The image above is a combination of the original image without sharpening and the filtered version. (It is recommended that you turn off sharpening before running the filter or it will make things break up more.) The effect actually seems to be quite useful. I should note that I tried it on several shots and they didn’t all respond as well to the filter. However, it did make quite a good upgrade to this image. I shall potentially use this again if there is an image I really like that is not quite as sharp as I would like. Another tool to potentially use but not one I think I can rely on.
One of the biggest developments that there has been in digital imaging in recent years has been the improvement of performance in low light. A few years ago, it was hard to get a decent image at above ISO400 and much post processing work was required to try and make the images workable. Plug-ins for noise reduction were very popular. However, the camera manufacturers have been very aggressive in developing chips and processors that allow shooting at ISO levels that would have been unthinkable a while back. You hear of cameras being perfectly acceptable at ISO6400 and above.
My cameras are not the newest on the market but there are certainly not slouches in low light. However, I have never been terribly happy with the performance at high ISO settings with the image breaking up a bit when viewed up close. This is where I have to admit that I can be a complete idiot sometimes.
I shoot RAW all of the time and then process the images in Lightroom. I have created some presets of development settings that I apply each time I import an image and which then acts as the starting point for any additional editing. This is where my problem lies and why it has taken me so long to realize it I can’t imagine. Anyway, enough of the self-flagellation and on with the topic.
The problem lies in the Detail section of the Develop module.

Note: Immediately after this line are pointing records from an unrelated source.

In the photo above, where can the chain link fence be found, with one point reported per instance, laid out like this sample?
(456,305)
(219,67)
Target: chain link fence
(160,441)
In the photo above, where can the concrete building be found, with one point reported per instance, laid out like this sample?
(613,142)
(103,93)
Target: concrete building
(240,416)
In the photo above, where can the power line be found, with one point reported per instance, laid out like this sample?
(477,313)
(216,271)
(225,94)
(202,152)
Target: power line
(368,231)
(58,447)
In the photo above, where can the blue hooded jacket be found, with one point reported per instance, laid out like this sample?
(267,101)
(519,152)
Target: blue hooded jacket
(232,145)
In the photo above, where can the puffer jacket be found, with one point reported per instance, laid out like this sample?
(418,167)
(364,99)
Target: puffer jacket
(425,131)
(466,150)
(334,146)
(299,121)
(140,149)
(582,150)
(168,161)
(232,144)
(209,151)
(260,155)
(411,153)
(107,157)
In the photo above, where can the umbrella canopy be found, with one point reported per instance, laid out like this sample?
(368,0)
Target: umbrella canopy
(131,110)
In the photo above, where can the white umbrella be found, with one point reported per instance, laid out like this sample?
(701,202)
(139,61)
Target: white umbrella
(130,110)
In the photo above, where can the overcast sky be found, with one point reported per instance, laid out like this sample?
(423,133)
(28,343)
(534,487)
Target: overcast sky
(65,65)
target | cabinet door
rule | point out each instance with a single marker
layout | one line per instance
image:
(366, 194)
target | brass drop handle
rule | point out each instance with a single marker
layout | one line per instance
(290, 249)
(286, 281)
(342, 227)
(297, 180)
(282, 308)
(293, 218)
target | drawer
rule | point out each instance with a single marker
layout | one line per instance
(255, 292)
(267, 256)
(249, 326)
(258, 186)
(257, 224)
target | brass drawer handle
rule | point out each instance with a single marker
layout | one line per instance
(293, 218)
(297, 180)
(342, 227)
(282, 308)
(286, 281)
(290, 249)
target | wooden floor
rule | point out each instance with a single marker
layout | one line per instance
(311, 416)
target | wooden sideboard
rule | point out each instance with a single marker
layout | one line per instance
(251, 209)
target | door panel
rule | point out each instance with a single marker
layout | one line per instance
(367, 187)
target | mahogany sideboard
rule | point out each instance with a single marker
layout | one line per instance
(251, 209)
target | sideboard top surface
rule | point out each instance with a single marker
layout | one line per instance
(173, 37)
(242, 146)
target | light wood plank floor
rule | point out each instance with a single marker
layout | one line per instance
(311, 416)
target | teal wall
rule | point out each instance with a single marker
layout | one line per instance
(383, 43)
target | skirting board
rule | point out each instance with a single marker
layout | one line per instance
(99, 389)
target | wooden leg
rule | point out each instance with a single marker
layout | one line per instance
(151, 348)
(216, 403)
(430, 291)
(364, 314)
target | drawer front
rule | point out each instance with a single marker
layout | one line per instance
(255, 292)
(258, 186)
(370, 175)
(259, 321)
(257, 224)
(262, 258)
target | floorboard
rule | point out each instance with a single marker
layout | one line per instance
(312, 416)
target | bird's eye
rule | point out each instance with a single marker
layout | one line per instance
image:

This is where sharpening and noise reduction are applied. I have some basic settings I start with here and, when I was importing shots taken at high ISO settings, I was not changing them. I would play with the noise reduction but things still didn’t look right. The problem was, of course, the sharpening. The basic setting I had entered was sharpening far too much for the ISO setting and was causing some odd breakup of the image. I finally realized this one morning while lying in bed – I have no idea why I was thinking of this but it suddenly came to me.
I got up and opened some high ISO images and went to the detail area. I zeroed out the sharpening and the noise reduction. Everything looked awful. Then I brought back the noise reduction and things suddenly started looking a lot better. When I was happy with the noise, it was time to bring back some sharpening. Things were a little soft after the noise was taken out so the sharpening brought back a bit of punch to the image. A tweak on the amount and opening up the radius a bit made things look good. Then a more aggressive level of masking of the sharpening and suddenly the image was looking way better than before.
When I was happy with things, I saved a new preset that was just sharpening and noise reduction and labeled it as High ISO Detail. Now I can apply it to any images that need it and be in a far better starting position for further processing. Each image will require its own approach if I am going to make more effort on post processing but I will now be starting from a far cleaner place. The samples above are comparison of approximately 100% crops with my original settings and the revised approach. Hopefully you can see the difference. It might be annoying to realize you have been missing something for so long but at least I finally worked it out!